Hi, I've spent a whole day trying to setup the API call for uploadFile and once I figured it out I would like to share how to do it.

In my case I wanted to send a CV as an attachment to a Candidate profile in Zoho Recruit through the API. I'm attaching screenshots from Postman:

As you can see everything here is the same as in the docs, except for the URL beginning (in my region I use recruit.zoho.eu for you guys it may be .com). I'm also NOT putting the "content" parameter in the URL.

Now here comes the interesting part:

Here is where content goes. In the body as form-data. The type of the key "content" is "file", not "text" (you can select it when you hover over the key).

After submitting this request the file is attached and you can see the response being successful.
In Postman you can export this request in many popular coding languages, just bear in mind that the code will assume that you're using a local file, so you might have to make changes for files from URL's.
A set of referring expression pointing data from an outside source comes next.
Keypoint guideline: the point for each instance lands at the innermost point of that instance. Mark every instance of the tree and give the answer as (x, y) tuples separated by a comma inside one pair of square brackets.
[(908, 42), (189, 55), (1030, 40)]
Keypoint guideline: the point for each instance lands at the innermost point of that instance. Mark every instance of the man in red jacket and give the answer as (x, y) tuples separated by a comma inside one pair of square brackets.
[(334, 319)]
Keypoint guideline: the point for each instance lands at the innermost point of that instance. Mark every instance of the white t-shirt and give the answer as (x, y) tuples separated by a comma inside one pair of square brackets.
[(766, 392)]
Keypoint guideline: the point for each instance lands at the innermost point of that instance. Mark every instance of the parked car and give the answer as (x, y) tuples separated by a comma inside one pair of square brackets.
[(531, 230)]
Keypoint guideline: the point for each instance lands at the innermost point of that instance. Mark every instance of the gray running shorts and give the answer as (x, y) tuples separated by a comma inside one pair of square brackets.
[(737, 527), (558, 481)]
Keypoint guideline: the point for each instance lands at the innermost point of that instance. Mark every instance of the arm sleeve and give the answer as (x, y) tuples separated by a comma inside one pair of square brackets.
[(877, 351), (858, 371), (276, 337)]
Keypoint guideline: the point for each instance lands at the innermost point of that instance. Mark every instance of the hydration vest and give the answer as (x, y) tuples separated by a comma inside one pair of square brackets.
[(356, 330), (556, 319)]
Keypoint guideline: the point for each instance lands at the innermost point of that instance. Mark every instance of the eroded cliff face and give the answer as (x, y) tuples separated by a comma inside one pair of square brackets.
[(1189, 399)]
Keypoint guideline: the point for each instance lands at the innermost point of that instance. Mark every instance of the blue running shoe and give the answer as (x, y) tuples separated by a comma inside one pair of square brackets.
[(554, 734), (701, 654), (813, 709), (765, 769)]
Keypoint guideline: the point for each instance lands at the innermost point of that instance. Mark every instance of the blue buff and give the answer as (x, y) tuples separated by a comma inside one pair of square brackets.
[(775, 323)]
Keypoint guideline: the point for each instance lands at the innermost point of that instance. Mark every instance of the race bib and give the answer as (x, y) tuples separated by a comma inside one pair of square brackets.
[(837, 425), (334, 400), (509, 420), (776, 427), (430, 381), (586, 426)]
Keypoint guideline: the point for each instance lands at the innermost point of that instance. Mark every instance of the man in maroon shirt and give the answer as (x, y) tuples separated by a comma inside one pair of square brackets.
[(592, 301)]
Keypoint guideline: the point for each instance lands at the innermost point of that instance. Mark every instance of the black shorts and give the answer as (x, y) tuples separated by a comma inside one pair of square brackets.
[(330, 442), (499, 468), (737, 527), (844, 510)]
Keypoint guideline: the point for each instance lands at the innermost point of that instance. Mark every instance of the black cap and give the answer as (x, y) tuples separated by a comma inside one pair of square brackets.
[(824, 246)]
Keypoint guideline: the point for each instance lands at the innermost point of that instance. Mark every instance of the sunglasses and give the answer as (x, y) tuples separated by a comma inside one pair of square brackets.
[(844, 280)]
Here's an example Python implementation that grabs files from URL's:

1. 
   from urllib.request import urlopen
   import requests
   
   def upload_cv(candidate):
   
       url = "https://recruit.zoho.eu/recruit/private/xml/Candidates/uploadFile?"
       params = {
           "authtoken": <Your Token>,
           "scope": "recruitapi",
           "id": <The id of the record you want to file to be attached to>,
           "type": "Others" //<this is not set in stone check your attachment types>,
           "version": 2,
       }
   
       files = [
           ('content', urlopen("the url of your file").read())
       ]
   
       r = requests.post(url, params, files=files)

And now I would like to rant a bit. Why cannot I find this information above in the docs? Why are the docs misleading me into using content as a URI parameter which doesn't work at all? Why are there so many tickets in the forum with this exact same problem for the past 8 years and most of them are not solved in a meaningful way?

Come on guys :/